Mamata Banerjee gave Bengal the revolution it wanted but people will want to see results soon, says Aditi Phadnis
It is now more than a month since Mamata Banerjee and her Trinamool Congress-Congress alliance government assumed power in West Bengal.
What has the government achieved and where is the state going?
No one said Bengal would have an easy time of it when she took over. Apart from her own -- for the lack of a better word, foibles -- the collective lack of administrative experience of her colleagues and the political compulsion of producing quick results, Banerjee has also had to contend with the highly politicised middle bureaucracy in the state and its proven aversion to work.
So she decided to rule by example, setting a scorching pace for herself -- a 15- to 18-hour day, punctuated by surprise visits to state-run hospitals (where she had a run-in with one of the medical superintendents who made public his resentment at having to drop everything he was doing and address her questions), a fast turnover of administrative decisions (that turned out to be riddled with infirmities) and at least one "peace agreement" with the Gorkhas in Darjeeling (also judged unstable).
Trinamool Congress workers behaving like CPI-M men
Then there's been the challenge of preventing Trinamool Congress workers from behaving in exactly the same way as their predecessors from the Communist Party of India -- Marxist.

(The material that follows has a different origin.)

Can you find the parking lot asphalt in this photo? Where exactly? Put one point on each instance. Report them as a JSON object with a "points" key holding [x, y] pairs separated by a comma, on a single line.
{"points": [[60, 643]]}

Trinamool workers have been enforcing "fines" on CPI-M functionaries and the CPI-M has lost at least 18 people in the last one month as a result of political clashes. The police are reluctant to intervene for obvious reasons.
However, given that the former chief secretary of West Bengal is now a minister in the government, the biggest scandal has been the bumbling journey of the ordinance that wasn't.
The protests of peasants in Singur whose land was taken away, allegedly forcibly, by the Left Front government propelled the Trinamool Congress to victory. So at the very first meeting of the cabinet, the government resolved that the land of peasants in Singur would be returned to them.
Singur Bill full of legal loopholes
But why issue an ordinance to this effect when the assembly was in session? Wouldn't a resolution in the assembly (where the government has a more than convincing majority) have been more binding?
West Bengal Governor M K Narayanan asked some questions and was given to understand that there was no impropriety in issuing an ordinance when the House was in session. However, within hours, the governor realised he'd made a mistake, recalled the ordinance and cancelled it.
That wasn't the end of the story. The government introduced the cabinet resolution as a Bill in the assembly. It was passed after a routine two-hour debate. But the Bill was drafted in a hurry and the new law had so many legal loopholes that it has now been challenged in court -- not just by industry but by groups of farmers as well.
With all the resources at their command, corporate houses like the Tatas can afford to wait and fight for justice. But can the farmers of Singur? All because of the incompetence of a state government that is supposedly fighting on their behalf?
Banerjee has to find land for peasants
The issue of land continues to be a problem. Burdwan has seen two movements to resist land acquisition -- one against the Health City project (which incidentally was started by the Left Front regime, proving once again that a woman can, in fact, also think like a man); and the other against the Eastern Coalfields Limited that is trying to set up new open cast coal mines in the district, on land acquired from 30,000 villagers. Ironically, the CPI-M is leading the protests.
Banerjee is not just faced with the problem of peasants losing land. She also has to find land to give to peasants.
In the footsteps of the CPI-M, which leveraged land reform with such success to stay in power for three decades, Banerjee announced in her manifesto that she would acquire land and redistribute it to the homeless.
The price tag? Nobody knows.
A committee headed by former IAS officer Debabrata Bandopadhyaya had recommended that Rs 1,500 crore be allotted to give land to 550,000 people (declared homeless as enumerated by the National Sample Survey Organisation) over the next five years. This hardly seems sufficient because the cost of the land the government will have to buy is much higher than the rates it has fixed for itself. And then, the basic question: What about the money? Where will it come from?
People of Bengal want to see the results
Banerjee reached an agreement with the Gorkha Janamukti Morcha that promised to drop its agitation for a separate Gorkhaland state in the Darjeeling hills in return for certain assurances. Now the GJM's rivals have started a movement charging the GJM with having sold out.
Banerjee's initiative to attract investment to West Bengal was the creation of a single-window committee to address the problems of industry. Guess how many people the single window has? 25 to 28 secretaries.
The thing is, people like revolutions. But they also want, after a revolution, to see results. Banerjee has delivered a revolution. But the people are going to get very angry if they feel all they've got for their efforts is incompetence.